Peptidomics involves the comprehensive analysis of the endogenous peptide content of a certain cell, organ, body fluid, or organism. It complements molecular biology approaches in its ability to characterize the processing of translation products, including changes in expression or posttranslational modifications (PTMs) of peptides and small proteins. By comparing the proteins and peptides in samples of diseased tissue with those in normal tissue, differential expression patterns can be detected that may lead to the identification of novel biomarkers.

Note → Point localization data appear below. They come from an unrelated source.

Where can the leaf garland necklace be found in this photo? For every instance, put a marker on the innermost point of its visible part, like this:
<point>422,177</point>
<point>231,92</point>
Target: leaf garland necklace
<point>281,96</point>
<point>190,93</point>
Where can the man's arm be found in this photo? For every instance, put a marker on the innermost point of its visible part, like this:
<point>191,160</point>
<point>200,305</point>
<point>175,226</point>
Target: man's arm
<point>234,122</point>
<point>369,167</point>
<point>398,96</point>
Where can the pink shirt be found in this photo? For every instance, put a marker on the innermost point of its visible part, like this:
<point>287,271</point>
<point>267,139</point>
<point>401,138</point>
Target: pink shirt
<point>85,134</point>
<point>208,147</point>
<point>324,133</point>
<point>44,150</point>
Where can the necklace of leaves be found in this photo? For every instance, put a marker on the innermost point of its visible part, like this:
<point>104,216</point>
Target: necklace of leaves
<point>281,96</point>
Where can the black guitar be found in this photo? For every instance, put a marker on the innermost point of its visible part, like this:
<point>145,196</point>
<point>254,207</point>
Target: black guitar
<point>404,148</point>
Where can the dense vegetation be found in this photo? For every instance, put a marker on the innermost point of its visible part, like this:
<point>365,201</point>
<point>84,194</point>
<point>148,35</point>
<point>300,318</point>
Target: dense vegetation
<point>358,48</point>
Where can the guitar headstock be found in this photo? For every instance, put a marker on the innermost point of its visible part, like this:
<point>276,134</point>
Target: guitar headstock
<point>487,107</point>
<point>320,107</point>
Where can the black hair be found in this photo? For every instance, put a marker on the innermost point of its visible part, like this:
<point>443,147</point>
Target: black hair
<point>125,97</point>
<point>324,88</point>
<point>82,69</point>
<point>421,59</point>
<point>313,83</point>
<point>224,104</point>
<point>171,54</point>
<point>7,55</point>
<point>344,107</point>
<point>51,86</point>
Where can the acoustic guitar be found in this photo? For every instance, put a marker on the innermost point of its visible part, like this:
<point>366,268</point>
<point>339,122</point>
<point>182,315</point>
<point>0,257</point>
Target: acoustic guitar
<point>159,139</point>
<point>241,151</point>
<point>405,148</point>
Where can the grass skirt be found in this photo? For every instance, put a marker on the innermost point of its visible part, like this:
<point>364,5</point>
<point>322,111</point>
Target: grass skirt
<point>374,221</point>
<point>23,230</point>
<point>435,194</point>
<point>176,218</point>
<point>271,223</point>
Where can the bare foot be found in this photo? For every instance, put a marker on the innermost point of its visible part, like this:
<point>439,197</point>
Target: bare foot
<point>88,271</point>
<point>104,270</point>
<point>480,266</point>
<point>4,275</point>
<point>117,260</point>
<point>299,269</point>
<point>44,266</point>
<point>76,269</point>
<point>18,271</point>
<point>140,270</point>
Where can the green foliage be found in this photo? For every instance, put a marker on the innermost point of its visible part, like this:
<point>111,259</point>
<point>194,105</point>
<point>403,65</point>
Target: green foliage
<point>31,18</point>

The objective of our research is to utilize IMS and peptidomics approaches to study neurochemical processes in Parkinson’s disease (PD) and specifically L-Dopa-induced dyskinesias (LID). The aims is to define neuropeptides and proteins that are differentially expressed in the basal ganglia complex of animals with striatal dopamine depletions, and to determine which of these proteins are regulated by loss of dopamine signaling, as well as to investigate protein and peptide expression patterns in subjects with and without LID symptoms.
Understanding the relationship between pharmacokinetics and pharmacodynamics is crucial in the development of effective drug therapies. Current technologies only provide information on the total amount of drug in the whole tissue with no possibility to address micro-environmental localization of the compound or metabolic derivatives. The application of imaging mass spectrometry in drug discovery studies would provide a new tool to accurately measure local tissue concentrations of drug/drug metabolite in context with efficacy achieved with the targeted biology or in the context of safety. Such technology could provide new and important information.
Our laboratory is equipped with the latest separation and MS technologies (4 capillary nanoLC instruments, two Q-Tof mass spectrometers, one LTQ mass spectrometer. In addition, K&A Wallenberg Foundation has recently funded two MALDI mass spectrometers (AutoFlex III MALDI TOF MS and UltraFlex II MALDI TOF-TOF MSMS, Bruker), specifically for the imaging mass spectrometry applications.